According to Gluska there is nothing concrete on the political table. He has transmitted his recommendations to the government, but it is yet too new and has not formed an opinion yet.
He is one of the few Israelis who still enters the Temple Mount, for instance, last week during a secret visit, that was not so secret after all, as it was reported in the newspaper the next day.
He describes the activities on the Temple Mount as not worse than before. They are the 'finishing touch' to the earlier construction of stairs and pavement that is being extended to the eastern wall. There is no sign of a fourth mosque, nor of a trench that has been dug. All excavations are restricted, according to Gluska, who has not received archaeological training, to the upper Muslim layers of the Temple Mount.

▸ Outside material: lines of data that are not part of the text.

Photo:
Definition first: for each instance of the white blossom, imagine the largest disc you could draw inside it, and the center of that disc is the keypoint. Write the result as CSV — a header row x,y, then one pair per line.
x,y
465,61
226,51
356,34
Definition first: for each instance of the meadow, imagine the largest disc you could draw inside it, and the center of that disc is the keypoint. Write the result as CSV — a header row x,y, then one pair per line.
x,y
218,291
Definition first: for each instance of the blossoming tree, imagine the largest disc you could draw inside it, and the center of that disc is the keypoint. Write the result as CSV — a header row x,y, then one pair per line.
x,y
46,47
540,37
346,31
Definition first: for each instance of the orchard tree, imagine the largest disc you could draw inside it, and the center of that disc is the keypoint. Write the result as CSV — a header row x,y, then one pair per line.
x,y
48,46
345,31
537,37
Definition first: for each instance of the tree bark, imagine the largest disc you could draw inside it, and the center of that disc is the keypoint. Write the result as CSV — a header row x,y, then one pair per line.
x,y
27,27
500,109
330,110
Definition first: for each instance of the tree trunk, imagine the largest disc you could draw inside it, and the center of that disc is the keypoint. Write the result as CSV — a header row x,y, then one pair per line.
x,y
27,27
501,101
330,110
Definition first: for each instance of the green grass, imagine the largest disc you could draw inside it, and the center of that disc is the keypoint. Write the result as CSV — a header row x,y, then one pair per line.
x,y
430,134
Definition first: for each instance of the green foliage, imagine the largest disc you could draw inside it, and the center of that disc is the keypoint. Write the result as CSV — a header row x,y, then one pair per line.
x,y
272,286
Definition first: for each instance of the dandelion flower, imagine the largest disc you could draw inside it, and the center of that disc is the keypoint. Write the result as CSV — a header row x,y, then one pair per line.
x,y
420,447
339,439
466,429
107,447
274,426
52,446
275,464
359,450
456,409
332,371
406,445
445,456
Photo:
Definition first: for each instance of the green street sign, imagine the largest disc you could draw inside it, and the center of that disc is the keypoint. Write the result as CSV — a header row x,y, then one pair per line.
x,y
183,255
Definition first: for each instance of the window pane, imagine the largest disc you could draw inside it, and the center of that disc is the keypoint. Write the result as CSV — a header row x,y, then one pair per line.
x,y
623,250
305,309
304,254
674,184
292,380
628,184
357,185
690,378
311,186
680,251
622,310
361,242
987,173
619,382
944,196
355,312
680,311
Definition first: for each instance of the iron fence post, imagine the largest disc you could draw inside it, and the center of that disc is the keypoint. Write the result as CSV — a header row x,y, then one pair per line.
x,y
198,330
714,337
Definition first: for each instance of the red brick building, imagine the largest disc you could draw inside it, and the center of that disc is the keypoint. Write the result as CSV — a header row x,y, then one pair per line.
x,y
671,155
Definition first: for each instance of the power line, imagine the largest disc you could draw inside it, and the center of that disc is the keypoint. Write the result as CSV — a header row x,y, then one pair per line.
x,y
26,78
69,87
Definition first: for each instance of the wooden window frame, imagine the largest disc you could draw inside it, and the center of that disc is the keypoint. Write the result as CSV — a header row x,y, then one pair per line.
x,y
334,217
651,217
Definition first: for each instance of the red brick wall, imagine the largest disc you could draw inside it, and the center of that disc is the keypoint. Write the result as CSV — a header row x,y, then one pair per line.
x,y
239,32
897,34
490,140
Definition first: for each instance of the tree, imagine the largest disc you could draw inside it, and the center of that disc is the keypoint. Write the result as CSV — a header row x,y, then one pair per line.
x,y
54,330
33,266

To the suggestion to close the Temple Mount for tractors he reacts vaguely: "It does not come into question to accuse the police of negligence that they do not control the gate." In other words, the command to close the Temple Mount can only by order of the government.
Action at last…
Last Wednesday Israeli radio reported a row between the Knesset members Abdel Malik Dehamshe of the United Arab List and Eliezer Cohen of the right-wing Yisrael Beiteinu ('Israel our Home') about the progress of the excavations on the Temple Mount that are done by the Waqf. Archaeologists had uttered suspicions about the building of a fourth mosque. Dehamshe claimed that the Temple Mount is completely Islamic. He was removed from the session when he refused to keep to the speaking time.
The case that was originally indicted by the Temple Mount Faithful is being treated by the High Court of Justice. A verdict is expected in the coming weeks.